Okuyarak Dirilmek

 

Öyle bir zaman diliminde yaşıyoruz ki, Kur’ân-ı Kerîm’de beyân edilen “kavimlerin helâk olma” sebepleri bütünüyle işleniyor. Sadece Şuayb peygamberin kavminin helâkine sebep olan seyyiât değil, Âd Kavmi’nin, Semûd Kavmi’nin, Lût Kavmi’nin işlediği bütün seyyiât, çirkin davranışlar, ahlâksızlıklar, zorbalıklar ve zâlimlikler işleniyor.

Zâlimlikte Firavun’dan, Nemrut’tan geri kalmayan, yöneticiler var dünyada... Kârun’dan geriye kalmayan, para baronları; dünya yönetimini, paraları ile toplum mühendisliği yaptırarak ince stratejileri ile onlar yönetiyorlar, Hâmân’lar ile birleşerek… Firavun’un sarayında, zâlim avânesiyle aldığı kararların, bin katı zâyiat verecek kararlar alıyorlar kapalı kapılar ardında... Bir rüya uğruna erkek çocuklarını öldüren Firavun’un amelinin daha beterini yaparak; kendi rüyalarını, güzelliklerini, sağlıklarını devam ettirmek isteyen, zengin dünyaperestlere minik yavruların kanından, organından bedenine kadar her şeyini peşkeş çeken modern Hâmânlar, Kârunlar var.

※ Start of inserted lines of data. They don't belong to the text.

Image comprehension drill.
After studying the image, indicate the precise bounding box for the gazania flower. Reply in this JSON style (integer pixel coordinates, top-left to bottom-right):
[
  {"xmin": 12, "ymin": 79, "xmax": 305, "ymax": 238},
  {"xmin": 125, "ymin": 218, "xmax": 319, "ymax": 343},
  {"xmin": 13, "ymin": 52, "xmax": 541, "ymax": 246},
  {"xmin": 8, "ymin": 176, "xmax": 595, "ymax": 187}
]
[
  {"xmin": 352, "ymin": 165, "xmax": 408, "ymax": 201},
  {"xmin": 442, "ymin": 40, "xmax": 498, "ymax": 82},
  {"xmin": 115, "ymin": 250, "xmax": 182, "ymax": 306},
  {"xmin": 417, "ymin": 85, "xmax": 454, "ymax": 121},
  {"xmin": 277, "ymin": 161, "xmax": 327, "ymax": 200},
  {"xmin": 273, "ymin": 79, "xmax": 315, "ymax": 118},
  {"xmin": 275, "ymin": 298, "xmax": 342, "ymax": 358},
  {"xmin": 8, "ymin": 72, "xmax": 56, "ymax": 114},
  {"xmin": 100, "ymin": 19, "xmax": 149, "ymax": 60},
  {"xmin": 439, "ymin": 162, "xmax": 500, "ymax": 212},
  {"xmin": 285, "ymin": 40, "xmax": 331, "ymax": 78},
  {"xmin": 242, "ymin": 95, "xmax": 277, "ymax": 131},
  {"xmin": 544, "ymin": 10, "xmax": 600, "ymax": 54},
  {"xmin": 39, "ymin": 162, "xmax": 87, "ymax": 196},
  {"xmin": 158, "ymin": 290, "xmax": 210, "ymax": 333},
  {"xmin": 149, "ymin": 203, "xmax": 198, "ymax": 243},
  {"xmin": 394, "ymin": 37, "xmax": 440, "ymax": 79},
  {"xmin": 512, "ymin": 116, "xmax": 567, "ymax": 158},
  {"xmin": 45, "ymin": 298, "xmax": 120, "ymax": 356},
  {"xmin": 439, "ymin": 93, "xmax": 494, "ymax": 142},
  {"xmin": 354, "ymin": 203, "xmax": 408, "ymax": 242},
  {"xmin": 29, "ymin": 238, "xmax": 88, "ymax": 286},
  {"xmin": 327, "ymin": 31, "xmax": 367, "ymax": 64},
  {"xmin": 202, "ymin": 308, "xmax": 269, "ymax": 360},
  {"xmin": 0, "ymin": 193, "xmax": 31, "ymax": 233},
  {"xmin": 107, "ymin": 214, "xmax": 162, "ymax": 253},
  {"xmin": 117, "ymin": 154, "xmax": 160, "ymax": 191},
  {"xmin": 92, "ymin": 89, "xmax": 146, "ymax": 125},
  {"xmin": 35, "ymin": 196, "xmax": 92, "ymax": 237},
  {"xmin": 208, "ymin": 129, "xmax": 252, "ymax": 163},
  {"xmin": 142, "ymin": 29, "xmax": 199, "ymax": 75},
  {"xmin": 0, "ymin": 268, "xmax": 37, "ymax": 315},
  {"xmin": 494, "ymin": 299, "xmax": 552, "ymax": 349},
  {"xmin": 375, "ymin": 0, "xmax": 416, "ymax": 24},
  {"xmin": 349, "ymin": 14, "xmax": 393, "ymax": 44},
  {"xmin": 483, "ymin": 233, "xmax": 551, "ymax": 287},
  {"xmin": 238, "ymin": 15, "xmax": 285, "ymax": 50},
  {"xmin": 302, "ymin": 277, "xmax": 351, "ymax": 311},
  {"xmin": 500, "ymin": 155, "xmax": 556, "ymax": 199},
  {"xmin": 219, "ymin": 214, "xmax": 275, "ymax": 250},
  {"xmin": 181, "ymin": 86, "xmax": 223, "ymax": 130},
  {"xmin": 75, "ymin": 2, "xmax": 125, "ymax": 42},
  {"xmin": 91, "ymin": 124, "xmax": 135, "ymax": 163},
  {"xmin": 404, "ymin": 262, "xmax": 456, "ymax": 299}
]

Lût Kavmi’nin işlediği o döneme kadar kimsede görülmemiş o çirkin ameli, kadınları bırakıp erkeklere yaklaşma fuhşunu çok daha ileri götürenler var. Hâsılı, öyle bir zaman diliminde ve öyle bir dünyada yaşıyoruz ki, şu anda dünya üzerinde işlenen zulümlere baktığımız zaman kavimleri helâk eden, korkunç sesler, zelzeleler, fırtınalar, taş yağmurlarının olmaması[1], Peygamber Efendimiz -sallâllâhu aleyhi ve sellem-’den sonra toplu helâk olmayacağındandır. (Bkz. Müslim, Fiten, 20) Yani, Efendimizin hürmetinedir.

Son Peygamber, on dört asır evvel gönderildi. Artık peygamber gelmeyecek. Ama çağlar üstü olan Kur’ân-ı Kerîm, bütün hükümleri ile hâlâ capcanlı, Peygamberimiz’in Sünnet’i ve yeryüzünde şâhit olan ümmeti var.[2]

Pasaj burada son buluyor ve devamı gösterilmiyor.